Born in Pittsburgh but based in the Hudson Valley, Gavin has long vested his work with an attention to the natural world, riffing on landscape and cosmology in his powerfully gestural paintings. The ones up in Newport are no different, at once inspired by IYRS’s immediate surroundings (Restoration Hall sits right on Newport Harbor), by the ancient practice of celestial navigation, and by what happens at the school on a daily basis.

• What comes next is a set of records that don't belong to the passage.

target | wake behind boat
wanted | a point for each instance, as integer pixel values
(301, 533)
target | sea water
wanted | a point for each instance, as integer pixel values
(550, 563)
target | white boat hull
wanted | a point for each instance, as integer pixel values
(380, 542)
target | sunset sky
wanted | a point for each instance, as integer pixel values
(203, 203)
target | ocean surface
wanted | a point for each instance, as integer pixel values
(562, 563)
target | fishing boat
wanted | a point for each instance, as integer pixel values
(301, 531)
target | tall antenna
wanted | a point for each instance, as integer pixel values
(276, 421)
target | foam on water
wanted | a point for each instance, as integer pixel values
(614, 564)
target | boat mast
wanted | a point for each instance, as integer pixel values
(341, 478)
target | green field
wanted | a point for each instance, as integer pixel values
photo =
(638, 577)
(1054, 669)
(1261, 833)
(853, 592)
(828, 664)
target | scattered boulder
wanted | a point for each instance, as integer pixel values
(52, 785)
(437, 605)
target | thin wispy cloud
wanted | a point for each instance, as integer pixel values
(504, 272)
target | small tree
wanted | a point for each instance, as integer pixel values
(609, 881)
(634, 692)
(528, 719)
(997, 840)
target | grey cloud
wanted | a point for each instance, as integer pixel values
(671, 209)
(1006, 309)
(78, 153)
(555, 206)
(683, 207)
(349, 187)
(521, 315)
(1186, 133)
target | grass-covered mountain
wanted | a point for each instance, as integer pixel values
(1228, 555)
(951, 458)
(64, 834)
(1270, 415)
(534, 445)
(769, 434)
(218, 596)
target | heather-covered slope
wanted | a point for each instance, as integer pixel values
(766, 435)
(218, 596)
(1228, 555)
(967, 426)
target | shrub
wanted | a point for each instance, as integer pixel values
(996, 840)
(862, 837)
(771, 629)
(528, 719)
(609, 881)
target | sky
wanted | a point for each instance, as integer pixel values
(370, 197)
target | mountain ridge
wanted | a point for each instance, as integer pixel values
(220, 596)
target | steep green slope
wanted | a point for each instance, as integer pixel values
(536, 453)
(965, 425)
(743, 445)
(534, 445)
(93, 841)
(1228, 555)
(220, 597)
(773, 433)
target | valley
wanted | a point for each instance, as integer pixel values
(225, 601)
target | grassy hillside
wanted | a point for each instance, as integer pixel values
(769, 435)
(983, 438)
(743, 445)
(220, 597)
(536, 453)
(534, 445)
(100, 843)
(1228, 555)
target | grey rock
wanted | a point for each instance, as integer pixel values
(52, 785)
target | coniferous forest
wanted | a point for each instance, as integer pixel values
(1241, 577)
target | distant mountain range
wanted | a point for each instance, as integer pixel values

On his first visit to the campus, some six months ago, Gavin peered down from the catwalk in Restoration Hall, watching IYRS’s students learn to build boats by restoring old wooden ones. Invited to do with the space what he liked (other Art&Newport shows have transformed the historic Isaac Bell House a half-mile east, or the Belmont Chapel in the Island Cemetery), he knew quickly that he wanted to embrace the context: “It was really difficult to imagine anything in that space that wasn’t related to a boat,” Gavin says, speaking by phone from Newport. “I think it would be lost in the space, too. And that was the point of coming: to get a sense of the venue, the orientation of it on the water, how it related to the town, how it related to where the sun sets.” In the end, his project became about “using the space to activate the paintings.”